Downing Street has published the full advice it received on the legality of the Iraq war, after fresh media leaks.
The issue of Iraq is firmly back on the agenda
It shows that the attorney general told Tony Blair on 7 March 2003 a second UN resolution was the safest legal course.
Ten days later Lord Goldsmith's final advice was published, but included no concerns about the legality of the war.
Michael Howard and Charles Kennedy said the advice raised fresh questions. But Mr Blair said the "smoking gun" had turned out to be "a damp squib".
The issue dominated the questioning when the three main party leaders appeared on a Question Time special.
Lord Goldsmith's 7 March advice was never shown to the Cabinet - instead, the 17 March advice was. It was also made public in an answer in the House of Lords. The war started on 20 March.
In the earlier advice, Lord Goldsmith raised possible legal arguments which could be made against the Iraq war.
He warned there were "a number of ways" in which opponents of the war could bring legal action.
"We cannot be certain that they would not succeed," he said, adding a second UN resolution might be the way of preventing such legal action succeeding.
Key questions he considered included whether the wording of previous resolutions on Iraq authorised military action.
But Lord Goldsmith's nine-paragraph written answer to Parliament on 17 March raised no such doubts, stating: "Authority to use force against Iraq exists" from previous UN resolutions.
Speaking on a special edition of the BBC's Question Time programme, Conservative leader Michael Howard said he believed the war was right, but that Mr Blair had lied.
On the same programme Liberal Democrat leader Charles Kennedy said the advice had had to be "absolutely dragged" out of the government and attacked Mr Blair's use of the phrase "damp squib".
"Go and describe these findings as a damp squib to the families of the service personnel who gave their lives in Iraq."
He said the Lib Dems still believed British troops should be aiming to return at the end of the year, even if the Iraqi government requested them to stay, although he said it would be possible to consider a request to be part of a UN peacekeeping force.
Mr Blair, asked about the issue by audience members, said: "It's not a matter of the attorney's general's advice because it's been shown that he advised it was lawful. Neither was it a matter of misusing intelligence.
"It is, however, a question of a difficult decision I had to take; Was it better to leave Saddam in power - or put him in prison? I think it was better to put him in prison."
Earlier shadow foreign secretary Michael Ancram told BBC News that Tony Blair should have disclosed the advice in full when MPs were discussing whether to go to war against Iraq.

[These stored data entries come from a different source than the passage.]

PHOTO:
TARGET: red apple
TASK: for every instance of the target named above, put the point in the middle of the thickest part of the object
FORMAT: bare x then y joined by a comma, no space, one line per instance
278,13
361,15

Mr Ancram said: "He said that the attorney general's advice that was given was clear. I think he may have used the word unequivocal and hadn't changed.
"We now know from the publication of today's document that it was anything but clear - that it was qualified in many different ways and that in the end the attorney general had changed his mind."
Chancellor Gordon Brown sprang to Mr Blair's aid, saying he not only trusted the prime minister but he also respected him for his decision - and that he himself would have taken exactly the same decision in the same way.
But shadow attorney general Dominic Grieve said Mr Blair's position had become "untenable" after the revelations.
7 March: Early legal advice sent to Mr Blair
7 March: Hans Blix says Iraq accelerating co-operation
17 March: Final legal advice given to Cabinet
17 March: Advice revealed in House of Lords
20 March: War starts
Lord Goldsmith earlier issued a statement saying the advice backed up the government's position that the war was legal, and was simply a consideration of all the arguments.
BBC political editor Andrew Marr said the government could have avoided a "huge conspiracy" by releasing the legal advice on Iraq earlier.
He told BBC2's The Daily Politics: "I think it's one of the greatest own-goals ever in our secretive political culture. I think it has caused the government 100 times more trouble now than if they had released it originally."
Plaid Cymru's Adam Price, who has been leading a bid to impeach Mr Blair, called for his resignation, saying MPs who voted for war had been persuaded by "essentially fraudulent means".
Green principal speaker Caroline Lucas said: "Tony Blair has committed the gravest error that a prime minister can and so if he won't resign, then he must be impeached."